From the picture postcard trailers, I went in to this expecting a whimsical romantic travelogue filled with quirky characters and oddball anecdotes and while there’s certainly that side to it, there’s also a gently compelling mystery to unravel surrounding one member of the book club whose whereabouts are unknown.
The performances are terrific, with Lilly James and Matthew Goode almost being made for this kind of period drama. It’s Penelope Wilton, though, who delivers a powerfully emotional performance, hinting at the tragic secrets which haunt the islanders, supported by Katherine Parkinson and Tom Courtenay who bring different shades and textures of pathos to the drama. Veteran Director Mike Newell allows the countryside to become a character in and of itself but never at the expense of the human drama, expertly balancing romance, mystery and the delicate unpacking of the trauma inflicted on the tight-knit community by the War.

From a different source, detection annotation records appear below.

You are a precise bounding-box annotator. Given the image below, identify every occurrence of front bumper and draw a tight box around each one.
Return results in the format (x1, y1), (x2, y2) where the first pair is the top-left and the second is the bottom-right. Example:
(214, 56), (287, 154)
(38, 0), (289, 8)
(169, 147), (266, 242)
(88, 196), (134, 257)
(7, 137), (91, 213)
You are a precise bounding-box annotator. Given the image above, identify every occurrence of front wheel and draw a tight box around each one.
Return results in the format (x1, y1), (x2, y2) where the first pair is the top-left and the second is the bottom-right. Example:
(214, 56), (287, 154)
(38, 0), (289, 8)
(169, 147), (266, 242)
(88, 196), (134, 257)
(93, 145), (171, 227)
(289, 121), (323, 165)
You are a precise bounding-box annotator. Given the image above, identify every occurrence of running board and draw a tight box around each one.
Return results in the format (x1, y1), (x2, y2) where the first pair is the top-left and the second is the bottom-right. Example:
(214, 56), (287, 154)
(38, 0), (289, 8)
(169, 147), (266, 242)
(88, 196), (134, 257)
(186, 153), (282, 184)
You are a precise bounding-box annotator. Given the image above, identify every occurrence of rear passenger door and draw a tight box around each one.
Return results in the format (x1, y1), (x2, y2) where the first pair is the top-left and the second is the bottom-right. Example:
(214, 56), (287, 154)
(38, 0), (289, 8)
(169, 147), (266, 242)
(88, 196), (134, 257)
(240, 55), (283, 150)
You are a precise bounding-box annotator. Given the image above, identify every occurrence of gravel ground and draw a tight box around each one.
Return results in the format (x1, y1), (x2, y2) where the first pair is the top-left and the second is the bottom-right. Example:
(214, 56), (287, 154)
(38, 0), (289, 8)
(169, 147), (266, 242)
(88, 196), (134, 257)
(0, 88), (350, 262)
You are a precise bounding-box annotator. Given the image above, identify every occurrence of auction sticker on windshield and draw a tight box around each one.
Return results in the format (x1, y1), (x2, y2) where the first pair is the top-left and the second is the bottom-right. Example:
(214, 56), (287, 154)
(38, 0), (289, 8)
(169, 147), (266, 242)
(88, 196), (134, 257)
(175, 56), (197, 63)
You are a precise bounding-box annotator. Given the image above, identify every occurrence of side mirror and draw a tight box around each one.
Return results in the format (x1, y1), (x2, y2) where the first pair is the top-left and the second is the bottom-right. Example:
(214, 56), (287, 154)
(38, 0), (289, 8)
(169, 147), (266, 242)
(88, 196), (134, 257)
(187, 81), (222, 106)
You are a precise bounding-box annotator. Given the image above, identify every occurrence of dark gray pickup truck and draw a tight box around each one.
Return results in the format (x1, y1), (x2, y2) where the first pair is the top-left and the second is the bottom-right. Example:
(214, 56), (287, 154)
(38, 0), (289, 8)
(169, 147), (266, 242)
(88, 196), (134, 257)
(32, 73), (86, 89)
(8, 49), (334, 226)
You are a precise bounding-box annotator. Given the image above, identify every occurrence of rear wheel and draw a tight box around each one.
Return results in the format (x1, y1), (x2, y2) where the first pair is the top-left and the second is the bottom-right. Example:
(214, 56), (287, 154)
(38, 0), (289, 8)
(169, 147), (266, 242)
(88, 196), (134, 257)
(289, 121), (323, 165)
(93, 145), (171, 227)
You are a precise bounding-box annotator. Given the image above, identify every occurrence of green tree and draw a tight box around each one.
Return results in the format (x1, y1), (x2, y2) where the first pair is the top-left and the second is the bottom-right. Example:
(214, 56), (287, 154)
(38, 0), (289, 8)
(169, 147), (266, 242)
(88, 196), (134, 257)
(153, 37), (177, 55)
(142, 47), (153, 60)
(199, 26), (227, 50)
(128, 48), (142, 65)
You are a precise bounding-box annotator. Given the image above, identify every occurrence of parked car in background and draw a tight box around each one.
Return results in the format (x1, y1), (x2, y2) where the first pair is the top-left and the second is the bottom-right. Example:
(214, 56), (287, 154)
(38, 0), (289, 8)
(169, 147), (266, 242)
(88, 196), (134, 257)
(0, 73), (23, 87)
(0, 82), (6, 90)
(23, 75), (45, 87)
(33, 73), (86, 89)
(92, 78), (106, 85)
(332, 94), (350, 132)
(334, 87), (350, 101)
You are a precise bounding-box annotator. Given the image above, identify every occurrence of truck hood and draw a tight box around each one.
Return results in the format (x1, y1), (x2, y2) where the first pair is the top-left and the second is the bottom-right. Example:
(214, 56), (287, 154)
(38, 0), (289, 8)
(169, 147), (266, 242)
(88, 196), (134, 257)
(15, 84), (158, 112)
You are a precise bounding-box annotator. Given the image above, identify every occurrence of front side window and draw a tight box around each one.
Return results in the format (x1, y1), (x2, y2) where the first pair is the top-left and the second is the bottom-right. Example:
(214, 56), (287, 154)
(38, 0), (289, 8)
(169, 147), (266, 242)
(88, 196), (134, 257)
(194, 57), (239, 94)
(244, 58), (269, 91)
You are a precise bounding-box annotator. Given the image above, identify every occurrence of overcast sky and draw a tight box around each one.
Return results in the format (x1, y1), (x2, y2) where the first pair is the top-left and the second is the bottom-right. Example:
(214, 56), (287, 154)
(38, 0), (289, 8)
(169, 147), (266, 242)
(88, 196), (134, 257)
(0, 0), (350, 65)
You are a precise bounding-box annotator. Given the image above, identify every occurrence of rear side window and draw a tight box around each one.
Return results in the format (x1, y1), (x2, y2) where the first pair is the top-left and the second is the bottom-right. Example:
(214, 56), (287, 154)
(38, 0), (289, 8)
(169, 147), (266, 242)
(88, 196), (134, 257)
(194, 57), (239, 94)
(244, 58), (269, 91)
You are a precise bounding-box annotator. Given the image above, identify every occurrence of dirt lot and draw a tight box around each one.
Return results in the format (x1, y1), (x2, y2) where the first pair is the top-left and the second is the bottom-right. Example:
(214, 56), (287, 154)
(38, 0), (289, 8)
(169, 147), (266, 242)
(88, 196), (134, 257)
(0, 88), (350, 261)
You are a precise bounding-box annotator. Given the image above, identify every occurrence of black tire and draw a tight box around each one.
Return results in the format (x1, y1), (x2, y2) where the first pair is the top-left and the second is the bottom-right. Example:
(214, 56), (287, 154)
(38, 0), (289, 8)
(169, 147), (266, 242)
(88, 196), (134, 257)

Quintessential gentle Sunday night TV drama, but on the big canvas of the cinema screen, I found “The Guernsey Literary And Potato Peel Pie Society” utterly beguiling, perhaps in part because one of the children at the heart of the story reminded me a lot of my youngest and I’m a sentimental old goat sometimes. For me, the movie filled a very specific absence that’s been left since the end of the most recent series of “Call The Midwife” ended and I was entranced by its wonderful cast, captivating story and mellow, chocolate-box drama.